Entre los años treinta y
los cuarenta, la sociedad “rioplatense” no evoluciona, por cierto, en un
sentido muy positivo. Pero, a diferencia de Roberto Arlt, cuando Juan Carlos
Onetti decide aceptar el desafío que él mismo ha lanzado a su generación y
encara el descubrimiento de un mundo urbano que no cesa de desarrollarse y
parecerse cada vez más a las grandes metrópolis europeas y norteamericanas,
debe emprender esta extraordinaria aventura con espíritu de pionero. Con una
mirada nueva y un corazón de niño. De modo que nada tiene de extraño el que la
búsqueda de la identidad aparezca, en sus comienzos, signada por la esperanza.
Los aspectos groseros de la ciudad no son ocultados desde luego, pero ella se
muestra sobre todo como aureolada por un halo poético que empieza a proyectarse
desde El obstáculo (29) y parece a la vez cifrar la interpretación de
este cuento juvenil. En efecto, después de una estadía de diez años en un asilo
correccional, un joven de sobrenombre El Negro sueña con fugarse en compañía de
algunos compañeros de prisión:
Sacudió la cabeza para
sumergirla en otros pensamientos. Dentro de dos horas andarían corriendo por la
tierra húmeda, resbalando entre los tubos forrados de las cañas. Buenos Aires.
Pensó en la ciudad y quedó desconcertado, rascando la superficie áspera de la
tranquera.
Porque detrás del nombre
estaban el bajo de Flores, los diarios vendidos en la plaza, la esquina del
Banco Español, el primer cigarrillo y el primer hurto en el almacén. Estaba la
infancia, ni triste ni alegre, pero son una fisonomía inconfundible de vida
distinta, extraña, que no podía entenderse del todo todavía. Pero también estaba
el Buenos Aires que habían hecho los relatos de los muchachos y los empleados,
las fotografías de los pesados diarios de los domingos. Las canchas de fútbol,
la música de los salones de tiro al blanco de Leandro Alem. (30)
Más fuerte que los
recuerdos dolorosos y los posteriores recelos, la atracción irresistible
ejercida por Buenos Aires, la ciudad por excelencia, hacen del protagonista de El
obstáculo un rebelde que, un buen día, decide tomar el rumbo de “la calle
enjoyada de luces, con el reguero de detonaciones del salón de tiro, las grandes
risas de sus mujeres, el marinero rubio y tambaleante” (31). De igual modo, en Los
niños en el bosque y en Tiempo de abrazar, se desarrolla una visión cándida
y encantada, impregnada de maravillas, donde la teoría misteriosa de la “sobrevida”

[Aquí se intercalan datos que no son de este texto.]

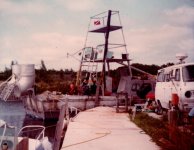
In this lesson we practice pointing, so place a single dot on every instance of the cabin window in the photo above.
(167, 77)
(160, 77)
(135, 87)
(188, 73)
(177, 75)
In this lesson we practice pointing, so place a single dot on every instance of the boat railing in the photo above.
(33, 128)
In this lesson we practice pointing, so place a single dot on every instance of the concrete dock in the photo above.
(101, 128)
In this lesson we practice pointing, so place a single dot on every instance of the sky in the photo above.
(35, 30)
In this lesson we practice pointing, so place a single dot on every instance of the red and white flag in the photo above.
(97, 22)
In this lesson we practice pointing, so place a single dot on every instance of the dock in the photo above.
(101, 128)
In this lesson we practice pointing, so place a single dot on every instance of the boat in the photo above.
(43, 106)
(11, 140)
(94, 82)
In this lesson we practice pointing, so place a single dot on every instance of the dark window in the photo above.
(135, 87)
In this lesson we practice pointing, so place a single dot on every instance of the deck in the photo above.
(101, 128)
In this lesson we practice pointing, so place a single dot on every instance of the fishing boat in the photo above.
(11, 140)
(95, 83)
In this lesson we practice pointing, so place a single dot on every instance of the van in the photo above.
(177, 79)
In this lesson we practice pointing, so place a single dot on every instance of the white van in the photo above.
(177, 79)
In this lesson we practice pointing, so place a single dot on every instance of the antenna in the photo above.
(181, 57)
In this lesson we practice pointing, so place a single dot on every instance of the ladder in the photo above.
(91, 66)
(6, 92)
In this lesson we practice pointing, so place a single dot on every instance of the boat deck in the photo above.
(101, 128)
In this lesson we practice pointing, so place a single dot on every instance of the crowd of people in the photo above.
(87, 87)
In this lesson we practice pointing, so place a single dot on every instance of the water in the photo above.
(14, 114)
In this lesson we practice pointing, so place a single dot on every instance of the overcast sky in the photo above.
(35, 30)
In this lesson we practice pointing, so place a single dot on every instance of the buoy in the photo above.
(175, 99)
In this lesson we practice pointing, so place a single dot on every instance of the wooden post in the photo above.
(60, 128)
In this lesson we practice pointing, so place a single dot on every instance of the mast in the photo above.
(103, 73)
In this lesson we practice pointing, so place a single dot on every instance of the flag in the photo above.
(97, 22)
(100, 50)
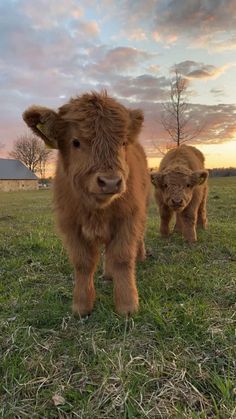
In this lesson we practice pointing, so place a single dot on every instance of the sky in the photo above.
(52, 50)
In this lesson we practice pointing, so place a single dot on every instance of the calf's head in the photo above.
(177, 186)
(92, 133)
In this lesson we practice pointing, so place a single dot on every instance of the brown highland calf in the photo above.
(181, 187)
(101, 191)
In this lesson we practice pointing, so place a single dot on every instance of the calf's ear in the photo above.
(199, 177)
(156, 178)
(136, 122)
(42, 122)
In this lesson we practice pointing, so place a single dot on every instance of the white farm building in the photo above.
(15, 176)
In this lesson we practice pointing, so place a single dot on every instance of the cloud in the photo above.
(194, 70)
(217, 92)
(205, 23)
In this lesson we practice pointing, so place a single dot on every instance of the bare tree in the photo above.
(175, 117)
(32, 152)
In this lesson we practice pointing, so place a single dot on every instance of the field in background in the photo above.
(175, 359)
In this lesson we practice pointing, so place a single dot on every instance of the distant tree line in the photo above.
(222, 172)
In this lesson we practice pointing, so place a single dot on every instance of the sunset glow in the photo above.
(129, 48)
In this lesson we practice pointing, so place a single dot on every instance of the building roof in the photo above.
(15, 170)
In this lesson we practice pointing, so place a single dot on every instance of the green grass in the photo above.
(174, 359)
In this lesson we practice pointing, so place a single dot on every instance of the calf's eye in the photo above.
(76, 143)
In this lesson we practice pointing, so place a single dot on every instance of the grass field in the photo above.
(175, 359)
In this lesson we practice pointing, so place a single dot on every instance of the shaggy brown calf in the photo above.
(181, 187)
(101, 191)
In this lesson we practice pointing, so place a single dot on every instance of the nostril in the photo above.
(119, 181)
(177, 201)
(101, 182)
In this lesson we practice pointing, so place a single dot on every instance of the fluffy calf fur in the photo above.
(181, 187)
(101, 191)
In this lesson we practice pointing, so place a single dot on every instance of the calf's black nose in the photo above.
(177, 202)
(108, 184)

-que no rechazarían por cierto los surrealistas- remite a una específica
experiencia vivencial: a una percepción aguda, exaltada y plural del mundo de
la ciudad y una generosa aceptación de las contradicciones del ser humano.
Porque la belleza proteiforme de la ciudad va también acompañada de la
complejidad desconcertante de las almas:
Viernes, sábado. Cuatro
días y el lunes empiezan las clases. Estoy en el parque, empieza la noche, aquí
se mató un hombre. Esto y todo suda un misterio que yo -sólo- comprendo. Otra
vida rodeando la vida. Magia, embrujo, espanto, hechicería. Sobrevida donde me muevo
mejor que acá, y sólo yo, porque de eso no se puede hablar con nadie.
-¿Me darías un cigarro,
Rauchito?
-No hay. (32)
Y no es casual, en
efecto, que estos dos textos tengan por personajes principales ya sea a
pre-adolescentes apenas salidos de la infancia como Coco -tironeado conmovedoramente,
en Los niños en el bosque, por pulsiones y deseos contradictorios-, ya sea
a jóvenes como Virginia Cras y Jason -en Tiempo de abrazar- que han
conservado intacto el entusiasmo y la fuerza propios de la adolescencia.

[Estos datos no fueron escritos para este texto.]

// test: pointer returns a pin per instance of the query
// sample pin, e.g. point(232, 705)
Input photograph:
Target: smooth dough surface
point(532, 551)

Resulta igualmente significativo que, sobre todo en Los niños en el bosque,
muchas expresiones e incluso situaciones novelescas remitan más o menos explícitamente
al mundo por lo general euforizante de los cuentos de hadas o, con más
exactitud, el cuento popular.
Notas
(27) Los niños en el bosque, en Tiempo de abrazar, p. 111.
(28) Hay que remitirse más particularmente a El juguete rabioso y el díptico constituido por Los siete locos y Los lanzallamas.
(29) Tendremos ocasión de volver sobre este texto en el cual la crítica no ha querido ver más que una simple pintura del mundo penitenciario. El alcance de El obstáculo excede en mucho, sin embargo, a la magra anécdota que le sirve de punto de partida. En Los niños en el bosque por otra parte, reencontramos la misma tonalidad, así como el desarrollo de situaciones ya esbozadas en El obstáculo, coincidencias que deberían inducir a la crítica onettiana a ser más cuidadosa. Ya hemos adelantado nuestra convicción de que este texto debe analizarse en la perspectiva de la búsqueda de la identidad y no desde un punto de vista estrechamente sociológico.
(30) El obstáculo, en Tiempo de abrazar, p. 12.
(31) Ibid., p. 19.
(32) Los niños en el bosque, p. 136.